Secondary occlusion of the foramina of Luschka or Magendie can lead to obstructive hydrocephalus. In addition, meningeal inflammation and leptomeningeal thickening at the base of the brain can lead to visual field defects and cranial nerve palsies due to entrapment of the cranial nerves arising from the brainstem. Vascular involvement can lead to proliferative angiitis and vascular obstruction with secondary cerebral infarcts. Focal neurologic motor signs, ataxia, and sensory dysfunction can ensue; this presentation tends to be associated with a relatively poor prognosis.
Cysticerci in the subarachnoid space may grow to 10 cm or larger. This is particularly common with cysticerci in the Sylvian fissure, since they are not limited by pressure from the brain parenchyma. These cysticerci, termed “giant cysticerci,” and accompanying inflammation can cause mass effect and focal neurologic defects.
Write short notes on the clinical manifestations of spinal NCC.
Spinal cord involvement occurs in approximately 1 percent of cases. In addition, many cases with intracranial subarachnoid cysticercosis also have spinal lesions. Spinal cysticerci are usually located in the subarachnoid space where they can cause inflammatory and demyelinating changes in the peripheral nerve roots. Patients typically present with radicular pain, paresthesias and/or sphincter disturbances.
Less commonly, intramedullary cysticercosis can occur and may be associated with transverse myelitis.
Write short notes on the clinical manifestations of ocular NCC.
Ocular cysticercosis occurs in approximately 1 to 3 percent of cases. Symptoms may include impaired vision, recurrent eye pain, and diplopia.
Ocular cysticercosis should be excluded by an ophthalmologic examination in all patients with NCC prior to initiating therapy.
Which tissues may be involved with extraneural cysticercosis? Which are the two most common tissues affected?
Extraneural cysticercosis may involve a wide range of tissues but is typically diagnosed in the setting of muscle or subcutaneous tissue involvement.
Write short notes on s/c/IM cystcercosis.
Muscle or subcutaneous cysticercosis is more common in patients from Asia and Africa than from Latin America. Patients may notice subcutaneous nodules 0.5 to 2.0 cm in diameter; cysticerci at these sites are usually asymptomatic but may cause discomfort when inflamed. Intramuscular cysts often undergo calcification and may be detected incidentally as “cigar-shaped calcifications” when radiographs are performed for unrelated reasons. In the setting of extensive muscle involvement, acute myopathy can develop.
Can cysticercosis affect the heart? If yes, what does it cause?
Cardiac cysts have also been described. Depending on their location, these may be asymptomatic or may result in arrhythmias and/or conduction abnormalities.
What do routine lab investigations (blood and stool) usually show in cysticercosis?
Most patients with cysticercosis have no specific diagnostic finding on routine blood counts and liver function tests.
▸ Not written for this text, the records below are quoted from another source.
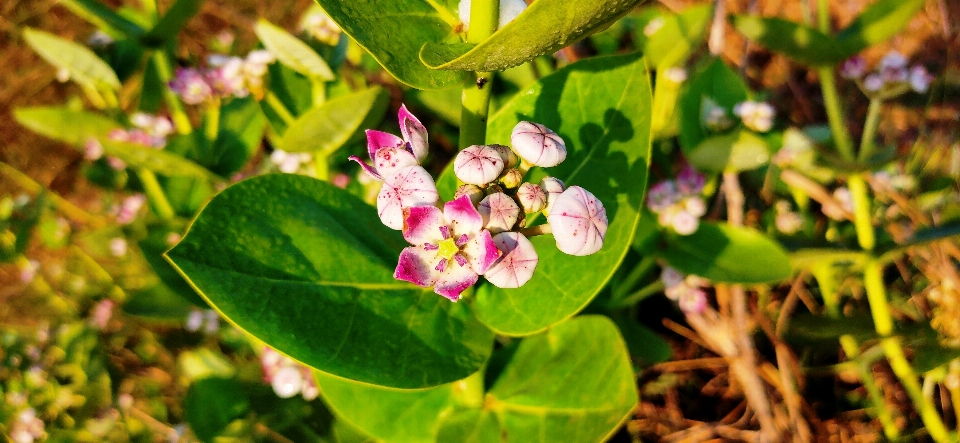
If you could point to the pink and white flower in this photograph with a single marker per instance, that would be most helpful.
(578, 221)
(450, 248)
(390, 153)
(538, 145)
(515, 267)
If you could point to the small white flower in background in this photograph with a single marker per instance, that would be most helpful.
(757, 116)
(509, 10)
(118, 247)
(318, 25)
(685, 290)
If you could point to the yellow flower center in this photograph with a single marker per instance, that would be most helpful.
(447, 248)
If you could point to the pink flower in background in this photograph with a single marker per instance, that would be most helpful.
(450, 248)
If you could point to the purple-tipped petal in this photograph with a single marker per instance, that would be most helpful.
(481, 251)
(478, 165)
(462, 216)
(499, 212)
(515, 267)
(377, 140)
(417, 266)
(578, 221)
(409, 187)
(413, 133)
(421, 225)
(455, 279)
(390, 160)
(537, 144)
(367, 168)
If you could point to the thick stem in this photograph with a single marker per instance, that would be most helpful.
(475, 101)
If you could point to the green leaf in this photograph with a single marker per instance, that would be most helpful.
(606, 125)
(103, 17)
(798, 42)
(293, 52)
(573, 382)
(727, 254)
(172, 22)
(309, 269)
(720, 84)
(393, 32)
(544, 27)
(737, 151)
(83, 65)
(328, 127)
(679, 36)
(880, 21)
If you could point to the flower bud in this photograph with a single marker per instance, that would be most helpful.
(511, 179)
(499, 212)
(473, 192)
(538, 145)
(478, 165)
(532, 198)
(579, 222)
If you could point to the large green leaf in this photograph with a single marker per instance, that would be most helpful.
(394, 31)
(292, 52)
(601, 108)
(727, 254)
(83, 65)
(328, 127)
(307, 268)
(543, 28)
(679, 36)
(882, 20)
(573, 382)
(716, 82)
(799, 42)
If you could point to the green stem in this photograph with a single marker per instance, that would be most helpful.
(180, 119)
(475, 101)
(158, 200)
(870, 129)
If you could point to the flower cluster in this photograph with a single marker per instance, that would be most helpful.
(687, 291)
(483, 230)
(287, 377)
(892, 76)
(678, 203)
(224, 77)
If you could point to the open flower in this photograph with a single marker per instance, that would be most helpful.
(450, 248)
(538, 145)
(409, 187)
(578, 221)
(390, 153)
(515, 267)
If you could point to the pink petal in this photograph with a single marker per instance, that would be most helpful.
(481, 251)
(579, 222)
(421, 225)
(455, 279)
(409, 187)
(377, 140)
(366, 168)
(478, 165)
(417, 266)
(462, 216)
(413, 133)
(515, 267)
(537, 144)
(499, 212)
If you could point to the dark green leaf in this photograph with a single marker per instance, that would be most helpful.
(328, 127)
(309, 269)
(799, 42)
(605, 121)
(544, 27)
(727, 254)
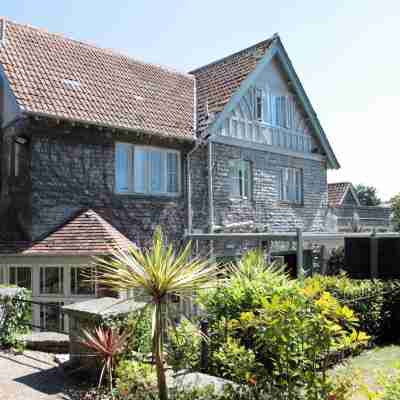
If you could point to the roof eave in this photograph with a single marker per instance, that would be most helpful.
(107, 125)
(277, 48)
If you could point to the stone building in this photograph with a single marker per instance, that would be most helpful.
(235, 143)
(353, 216)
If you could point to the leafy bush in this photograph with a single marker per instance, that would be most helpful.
(136, 380)
(184, 346)
(14, 315)
(270, 328)
(373, 302)
(139, 324)
(235, 361)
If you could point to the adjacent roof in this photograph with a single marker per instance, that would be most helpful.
(86, 233)
(66, 79)
(337, 193)
(218, 81)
Peripheral eosinophilia is usually absent. Stool examination is insensitive since most individuals with cysticercosis do not have a viable intestinal tapeworm at the time of diagnosis.
How does one make a diagnosis of cysticercosis?
The diagnosis of neurocysticercosis (NCC) is largely based on clinical presentation and radiographic imaging. Serologic tests can be helpful but are not always necessary; invasive procedures such as brain biopsy are rarely required.
What determines the extent of the diagnostic work-up in cysticercosis?
The extent of diagnostic evaluation needed depends upon the clinical presentation. For example, in a patient from an endemic area presenting with seizures (in the absence of focal neurologic findings, fever, sweats, or evidence of other diseases) together with a typical single enhancing lesion (without midline shift) on brain imaging, the likelihood of the diagnosis of neurocysticercosis is very high. Further diagnostic procedures may not be necessary. However, for circumstances in which the diagnosis is less certain, additional diagnostic evaluation may be warranted, including serologic testing.